BratCat-ology: Panthers Win It All
Guest column
by Bingley

Lately my humans are all into something called the NCAA basketball playoffs, which, as I understand it, involves cats, humans, dogs, and other animals getting into contests to determine who’s the winner. Boy Slave and Girl Slave stayed up half the night doing something called “brackets,” which means pairing up the combatants to predict who will be victorious. I thought their picks were all wrong, so I decided to do my own “brackets” (click image for larger version).
Dissenting Opinions
Gypsy

I still think it’ll be the Tar Heels.
["Good girl. Have some chicken.” -- Courtney, aka Girl Slave]
Savannah

Basketball is a distasteful activity fit only for human slaves. Such a regal creature as a cat should not dirty herself with it.
Here’s how I went about it:
General rules:
- A feline team is always superior to a non-feline team.
- An avian team is always superior to a human team or a non-feline animal team (mmm, birds!).
- A canine team is inferior to any other kind of team.
If there’s a matchup between two feline teams:
- Black cats (e.g., Panthers) are superior to non-black cats (i.e., Tigers, Wildcats).
- If they’re two types of non-black cat, pick the cat that would win in a fight.
- If they’re two of the same type of cat (i.e., Clemson Tigers vs. Pittsburgh Tigers), actual basketball comes into play. Ask your humans for advice.
If there’s a matchup between two avian teams:
- Pick the type of bird that tastes better.
- If you don’t know which type of bird tastes better, because your humans don’t let you hunt enough, pick the bird that would be easier to catch.
If there’s a matchup between two human teams:
- Pick the type of human that would most likely have cats or be nice to cats. For example, a musketeer (Xavier) might actually keep a cat, whereas a Viking (Portland State) would be more likely to wear a cat as a headdress [“Barbarians!” – Savannah]
Even with these guidelines, I had a hard time coming up with some of my picks. A few of my tougher first-round choices:
- Ohio State (Buckeyes) vs. Siena (Saints): I didn’t know what a Buckeye was, so I had Girl Slave Google it and found out it was a tree. That takes care of that. I love trees, and wish I got to climb more of them. Girl Slave was a little put out that I chose trees over humans, but she’ll get over it.
- Texas (Longhorns) vs. Minnesota (Gophers): The other cats keep telling me to put my money on the Longhorns, as beef is tasty, but I think gophers would be great fun to chase around the yard. Everybody’s got to have an upset pick.
- Illinois (Illini) vs. Western Kentucky (Hilltoppers): Eh, humans vs. humans. Illinois is a pretty flat state, I hear, so I’m going with the Hilltoppers. We cats like to be up high whenever we can.
- Washington (Huskies) vs. Mississippi State (Bulldogs): Now I know this sounds like I’m a traitor to catdom, but I actually played with bulldog-size dogs when I was a little kitten. And it was fun! [“Hisssss!” – Savannah] So I’ll pick the Bulldogs. [“Who are also the dogs slightly less likely to eat you. At least not whole.” – Savannah]
And so I wind up with an almost all-feline Elite Eight. I fully expect the Kansas Jayhawks to be pounced upon, dragged down, batted around, and finally done in by the Arizona Wildcats, leaving us with a cat-centric Final Four consisting of Arizona (Wildcats), Northern Iowa (Panthers), Pittsburgh (Panthers), and Clemson (Tigers). As black cats are the most awesome [“And don’t you forget it, zebra!”—Savannah], Panthers should battle Panthers for the title. My humans laughed out loud for some reason when I told them about that matchup, and said Pitt would totally crush Northern Iowa. Well, maybe they know something I don’t. I’m going to predict the Pittsburgh Panthers will be preening at the top of the heap, and then settling down for a nice cozy postseason nap.
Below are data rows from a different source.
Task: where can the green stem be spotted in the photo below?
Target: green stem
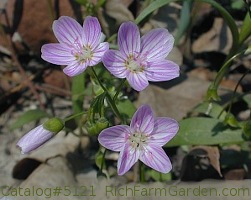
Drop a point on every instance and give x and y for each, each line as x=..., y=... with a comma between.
x=141, y=172
x=212, y=90
x=235, y=89
x=119, y=89
x=108, y=97
x=103, y=161
x=74, y=116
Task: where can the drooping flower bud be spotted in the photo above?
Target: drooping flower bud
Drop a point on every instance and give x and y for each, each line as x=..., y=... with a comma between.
x=39, y=135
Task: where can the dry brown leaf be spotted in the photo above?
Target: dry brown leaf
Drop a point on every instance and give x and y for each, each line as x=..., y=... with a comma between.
x=214, y=156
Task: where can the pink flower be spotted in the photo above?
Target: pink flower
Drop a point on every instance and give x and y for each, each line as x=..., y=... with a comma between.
x=142, y=140
x=78, y=47
x=140, y=60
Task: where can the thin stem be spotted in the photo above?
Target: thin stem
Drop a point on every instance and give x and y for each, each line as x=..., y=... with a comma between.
x=235, y=89
x=141, y=172
x=108, y=97
x=119, y=89
x=212, y=90
x=74, y=116
x=103, y=161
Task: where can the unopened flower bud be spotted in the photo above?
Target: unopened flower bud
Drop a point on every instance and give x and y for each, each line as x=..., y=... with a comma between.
x=54, y=125
x=39, y=135
x=97, y=127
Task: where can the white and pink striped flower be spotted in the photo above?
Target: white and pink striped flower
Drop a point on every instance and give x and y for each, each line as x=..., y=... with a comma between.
x=78, y=47
x=140, y=60
x=142, y=140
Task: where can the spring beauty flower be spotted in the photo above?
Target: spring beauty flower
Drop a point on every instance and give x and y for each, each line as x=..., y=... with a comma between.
x=78, y=47
x=142, y=140
x=140, y=60
x=39, y=135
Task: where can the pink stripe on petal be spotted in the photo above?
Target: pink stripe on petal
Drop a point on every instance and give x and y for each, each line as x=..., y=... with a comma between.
x=98, y=53
x=157, y=44
x=156, y=158
x=92, y=31
x=163, y=70
x=114, y=61
x=143, y=120
x=129, y=38
x=58, y=54
x=127, y=158
x=138, y=81
x=67, y=30
x=114, y=138
x=164, y=130
x=75, y=68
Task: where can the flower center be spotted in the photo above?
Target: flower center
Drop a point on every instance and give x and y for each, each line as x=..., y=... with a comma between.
x=135, y=63
x=82, y=53
x=138, y=140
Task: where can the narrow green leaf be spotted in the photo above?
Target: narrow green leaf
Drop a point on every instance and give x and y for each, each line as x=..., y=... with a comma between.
x=152, y=7
x=205, y=131
x=245, y=29
x=78, y=86
x=157, y=176
x=27, y=117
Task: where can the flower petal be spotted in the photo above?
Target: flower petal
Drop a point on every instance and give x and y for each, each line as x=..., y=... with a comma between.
x=138, y=81
x=75, y=68
x=129, y=38
x=67, y=30
x=156, y=158
x=114, y=61
x=127, y=158
x=58, y=54
x=98, y=53
x=143, y=120
x=92, y=31
x=34, y=139
x=164, y=130
x=163, y=70
x=114, y=138
x=157, y=44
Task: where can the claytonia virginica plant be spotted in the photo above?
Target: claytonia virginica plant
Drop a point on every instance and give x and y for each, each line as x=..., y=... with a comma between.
x=142, y=140
x=39, y=135
x=78, y=47
x=140, y=60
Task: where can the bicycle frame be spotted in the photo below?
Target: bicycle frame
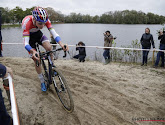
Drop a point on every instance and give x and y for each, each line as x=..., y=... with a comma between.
x=48, y=73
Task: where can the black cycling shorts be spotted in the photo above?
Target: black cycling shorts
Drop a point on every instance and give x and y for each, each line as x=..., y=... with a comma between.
x=2, y=70
x=37, y=37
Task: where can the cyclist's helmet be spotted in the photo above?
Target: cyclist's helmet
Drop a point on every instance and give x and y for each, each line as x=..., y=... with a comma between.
x=40, y=14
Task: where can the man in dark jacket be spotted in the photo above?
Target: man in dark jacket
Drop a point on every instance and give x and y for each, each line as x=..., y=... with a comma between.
x=108, y=39
x=146, y=41
x=161, y=37
x=82, y=52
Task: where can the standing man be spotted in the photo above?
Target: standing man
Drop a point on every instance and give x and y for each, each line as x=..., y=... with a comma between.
x=146, y=41
x=82, y=52
x=108, y=39
x=161, y=37
x=0, y=36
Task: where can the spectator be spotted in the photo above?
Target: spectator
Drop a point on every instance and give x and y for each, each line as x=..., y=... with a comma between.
x=0, y=38
x=161, y=37
x=146, y=41
x=82, y=52
x=108, y=39
x=5, y=119
x=54, y=46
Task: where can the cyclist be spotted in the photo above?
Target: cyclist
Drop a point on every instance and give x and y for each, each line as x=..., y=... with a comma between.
x=32, y=34
x=5, y=119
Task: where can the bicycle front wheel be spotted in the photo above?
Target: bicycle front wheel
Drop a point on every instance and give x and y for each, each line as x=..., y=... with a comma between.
x=62, y=90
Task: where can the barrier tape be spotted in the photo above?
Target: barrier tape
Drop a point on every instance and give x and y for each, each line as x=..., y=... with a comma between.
x=14, y=108
x=99, y=47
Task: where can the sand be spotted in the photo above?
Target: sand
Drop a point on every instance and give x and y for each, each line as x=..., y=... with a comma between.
x=114, y=94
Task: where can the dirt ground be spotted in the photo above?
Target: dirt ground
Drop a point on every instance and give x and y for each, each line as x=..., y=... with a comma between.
x=115, y=94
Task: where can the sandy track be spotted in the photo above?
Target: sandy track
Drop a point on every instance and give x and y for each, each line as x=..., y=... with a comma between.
x=103, y=95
BratCat-ologists (from left) Gypsy, Bingley, and Savannah hard at work.



Finally, some insightful sports commentary on this blog. Hey, Bingley, who’s your favorite NFL team?
You would think it’s the Panthers, but Kansas City sounds very appealing because my humans say they are the Chefs, which means delicious table scraps.
I was worried you would settle for the Lions, Bingley. Sadly, though, the Chefs actually were delicious table scraps for the NFL last season. There’s barely enough left to feed a kitten. Try rooting for the Bengals.
Normally my next pick would be the Panthers, but I think I could be a Bengals fan: my mom was an orange-and-black tortoiseshell.